First, there are more than a few ways to build a competitive team, and it’s pretty silly to suggest that the Cubs have to land one of these specific four players, otherwise it’s impossible to compete. It would be more difficult! But I think I’d been treating it as impossible, and that’s just wrong. Second, there ARE still two shortstops left! Maybe my optimism has waned, but, I mean, it remains possible that the Cubs COULD land one of these guys. Why am I just resigning myself to the idea that it’s over? It’s not over yet!

That’s the vibe you get from the insiders as they departed the Winter Meetings, even after Bogaerts’ monster deal. Gordon Wittenmyer is still very much banging the drum for the Cubs to land a shortstop (recall, he was always saying it was Correa 1A and Swanson 1B in the Cubs’ mind, and that’s still on the table). Though he has softened a bit on the likelihood that the Cubs could actually land Correa in the wake of the Giants becoming aggressive (NBCSC):

The Cubs remain very much in the mix for Correa and Atlanta shortstop Dansby Swanson, according to multiple sources — one of several teams with offers on the table for Correa.

But when Judge returned to the Yankees on a nine-year, $360 million deal, it meant the other top cash-waving team in hot pursuit of Judge — the Giants — started waving the hundreds of millions burning a hole in their pocket at a new top target: Correa.

That’s not to say the Cubs don’t have the means to compete against any team for either shortstop — even after spending $85.2 million on pitcher Jameson Taillon and centerfielder Cody Bellinger Tuesday.

But as the Cubs’ top executives began heading home from San Diego on the final day of the Winter Meetings Wednesday, the job of landing the ideal-fit Correa started looking a lot more expensive, which made a pivot to Swanson start looking more likely.

Not an optimistic take overall, but hardly suggesting this is over.

Similarly, Patrick Mooney’s takeaway from the week was more positive than negative. Moreover, he, too, hears that the Cubs are still in the shortstop mix (The Athletic):

There is also a sense of optimism after the Cubs closed two significant deals during their stay at the Manchester Grand Hyatt, reaching agreements with former MVP/Gold Glove center fielder Cody Bellinger and starting pitcher Jameson Taillon. With a particular focus on Dansby Swanson, the Cubs also remained engaged in the discussions around the remaining All-Star shortstops on the free-agent market.

Note, though, that Mooney – kind of like Wittenmyer and several national pundits before him – is indicating that Swanson is the focus, not Correa. The same is true at Cubs.com, where Jordan Bastian writes that the Cubs are still trying to land a shortstop, but also said this: “By the end of these Meetings, there was a sense that Swanson might be the most realistic acquisition for the North Siders.”

As it relates to the shortstop market, the Winter Meetings did not play out as Cubs fans hoped. Obviously. Our dream scenario had the Cubs heading home from San Diego with Carlos Correa already in tow, or maybe Xander Bogaerts, or maybe Xander Bogaerts AND Dansby Swanson. But just a dream.

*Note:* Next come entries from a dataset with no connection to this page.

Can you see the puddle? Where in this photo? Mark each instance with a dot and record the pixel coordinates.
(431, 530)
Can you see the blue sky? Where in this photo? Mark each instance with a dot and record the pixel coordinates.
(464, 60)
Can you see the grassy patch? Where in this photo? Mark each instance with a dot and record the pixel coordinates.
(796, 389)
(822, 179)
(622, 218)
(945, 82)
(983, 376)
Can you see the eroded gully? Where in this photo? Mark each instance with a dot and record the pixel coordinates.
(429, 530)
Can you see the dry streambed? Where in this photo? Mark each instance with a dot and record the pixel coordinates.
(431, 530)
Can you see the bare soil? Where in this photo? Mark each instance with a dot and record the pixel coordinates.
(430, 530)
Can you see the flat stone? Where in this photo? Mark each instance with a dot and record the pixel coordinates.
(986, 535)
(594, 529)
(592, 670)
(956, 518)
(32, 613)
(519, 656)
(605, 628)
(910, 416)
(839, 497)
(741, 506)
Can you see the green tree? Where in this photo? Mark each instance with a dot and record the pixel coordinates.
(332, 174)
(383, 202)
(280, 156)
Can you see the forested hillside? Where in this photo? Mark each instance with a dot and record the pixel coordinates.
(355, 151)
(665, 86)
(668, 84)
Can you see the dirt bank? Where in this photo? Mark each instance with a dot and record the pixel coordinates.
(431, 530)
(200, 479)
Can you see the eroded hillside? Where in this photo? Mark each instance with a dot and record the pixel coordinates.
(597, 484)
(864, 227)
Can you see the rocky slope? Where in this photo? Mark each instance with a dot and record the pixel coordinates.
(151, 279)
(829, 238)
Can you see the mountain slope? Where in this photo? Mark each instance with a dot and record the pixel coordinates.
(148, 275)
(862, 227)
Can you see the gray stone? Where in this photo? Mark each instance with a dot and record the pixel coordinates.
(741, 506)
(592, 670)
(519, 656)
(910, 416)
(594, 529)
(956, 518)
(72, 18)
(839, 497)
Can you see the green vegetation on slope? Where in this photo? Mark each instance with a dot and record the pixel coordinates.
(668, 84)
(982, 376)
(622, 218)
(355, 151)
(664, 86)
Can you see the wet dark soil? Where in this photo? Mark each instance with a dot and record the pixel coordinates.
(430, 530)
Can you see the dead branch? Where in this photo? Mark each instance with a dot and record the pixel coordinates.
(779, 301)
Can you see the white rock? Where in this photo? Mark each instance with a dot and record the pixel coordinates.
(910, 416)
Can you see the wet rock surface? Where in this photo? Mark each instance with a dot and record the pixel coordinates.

Reality is a little twistier and turnier than that, and I have to remind myself that, for every Cubs team that REALLY FREAKING NEEDS to land one of these shortstops, there are several others that REALLY FREAKING ALSO want to land one of these shortstops. And for every fit where you can see why a shortstop might really want to sign with the Cubs, there is another fit where you can see why a shortstop might really want to sign with this other team. It’s just the worst game of musical chairs, man.

For now, though, I’m gonna hold on to those two thoughts I mentioned. The Cubs can have a successful offseason from here, regardless of the shortstops. I need to see it, but I know that it is obviously possible. And also, the shortstop situation isn’t resolved yet. The Cubs are still involved. They might still land one of these guys.